Liver and Bile
N Engl J Med. 2024;390(9):783–94
A phase 3 trial of seladelpar in primary biliary cholangitis
Background: Effective treatments for patients with primary biliary cholangitis are limited. Seladelpar, a peroxisome proliferator-activated receptor δ agonist, has potential benefits.
Methods: In this phase 3, 12-month, double-blind, placebo-controlled trial, the authors randomly assigned (in a 2:1 ratio) patients who had had an inadequate response to or who had a history of unacceptable side effects with ursodeoxycholic acid (UDCA) to receive oral seladelpar at a dose of 10 mg daily or placebo. The primary end point was a biochemical response, which was defined as an alkaline phosphatase (AP) level < 1.67 times the upper limit of the normal range, with a decrease of ≥ 15% from baseline, and a normal total bilirubin level at month 12. Key secondary end points were normalization of the AP level at month 12 and a change in the score on the pruritus numerical rating scale (range, 0 [no itch] to 10 [worst itch imaginable]) from baseline to month 6 among patients with a baseline score of at least 4 (indicating moderate-to-severe pruritus).

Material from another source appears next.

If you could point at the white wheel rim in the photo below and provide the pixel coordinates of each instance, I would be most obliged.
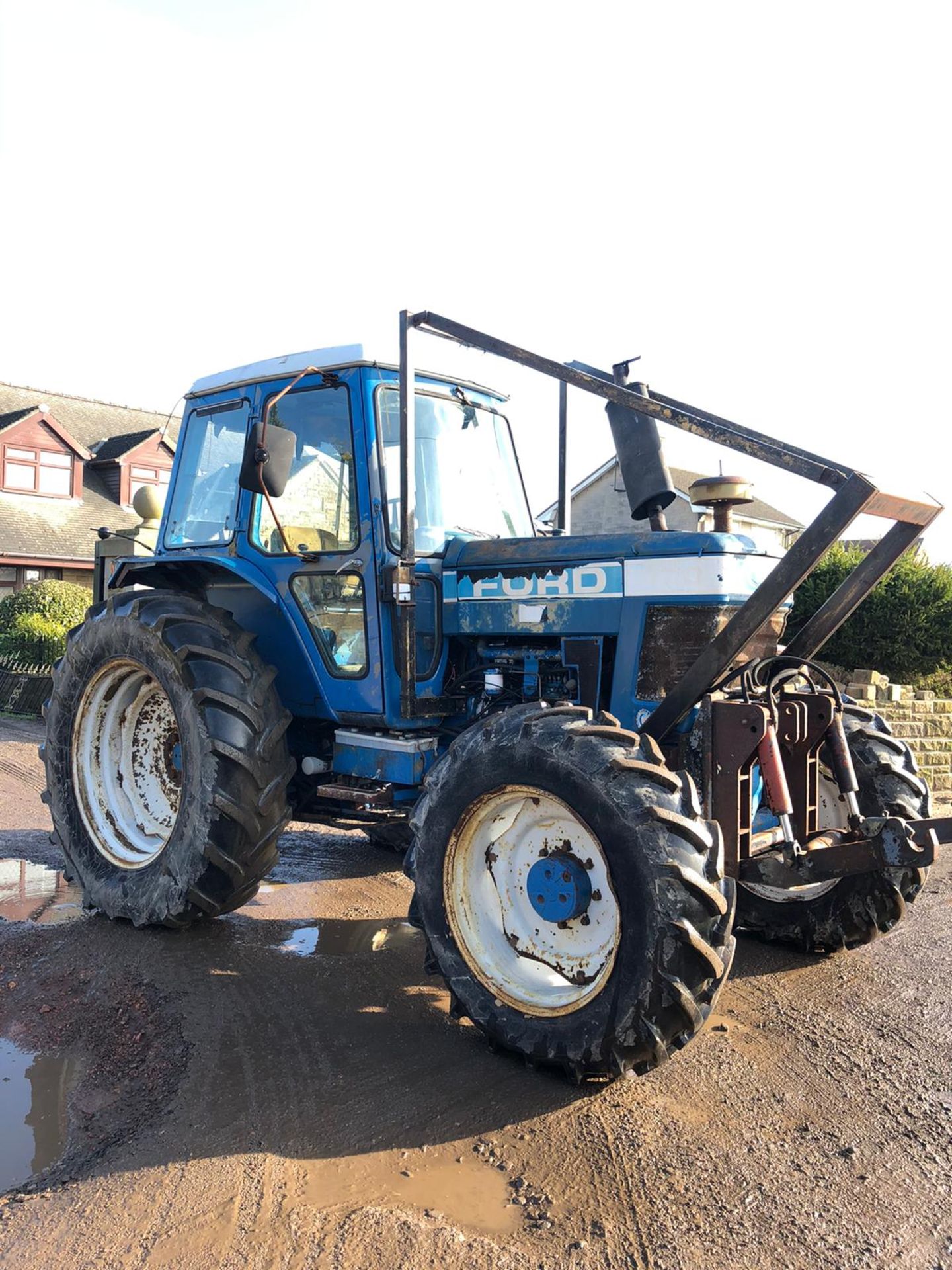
(832, 814)
(535, 966)
(127, 763)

Results: Of the 193 patients who underwent randomization and treatment, 93.8% received UDCA as standard-of-care background therapy. A greater percentage of the patients in the seladelpar group than in the placebo group had a biochemical response (61.7% vs. 20.0%; difference, 41.7 percentage points; 95% confidence interval [CI]: 27.7–53.4; p < 0.001). Normalization of the AP level also occurred in a greater percentage of patients who received seladelpar than of those who received placebo (25.0% vs. 0%; difference, 25.0 percentage points; 95% CI: 18.3–33.2; p < 0.001). Seladelpar resulted in a greater reduction in the score on the pruritus numerical rating scale than placebo (least-squares mean change from baseline, -3.2 vs. -1.7; least-squares mean difference, -1.5; 95% CI: -2.5 to -0.5; p = 0.005). Adverse events were reported in 86.7% of the patients in the seladelpar group and in 84.6% in the placebo group, and serious adverse events in 7.0% and 6.2%, respectively.
Conclusions: In this trial involving patients with primary biliary cholangitis, the percentage of patients who had a biochemical response and alkaline phosphatase normalization was significantly greater with seladelpar than with placebo. Seladelpar also significantly reduced pruritus among patients who had moderate-to-severe pruritus at baseline. The incidence and severity of adverse events were similar in the two groups.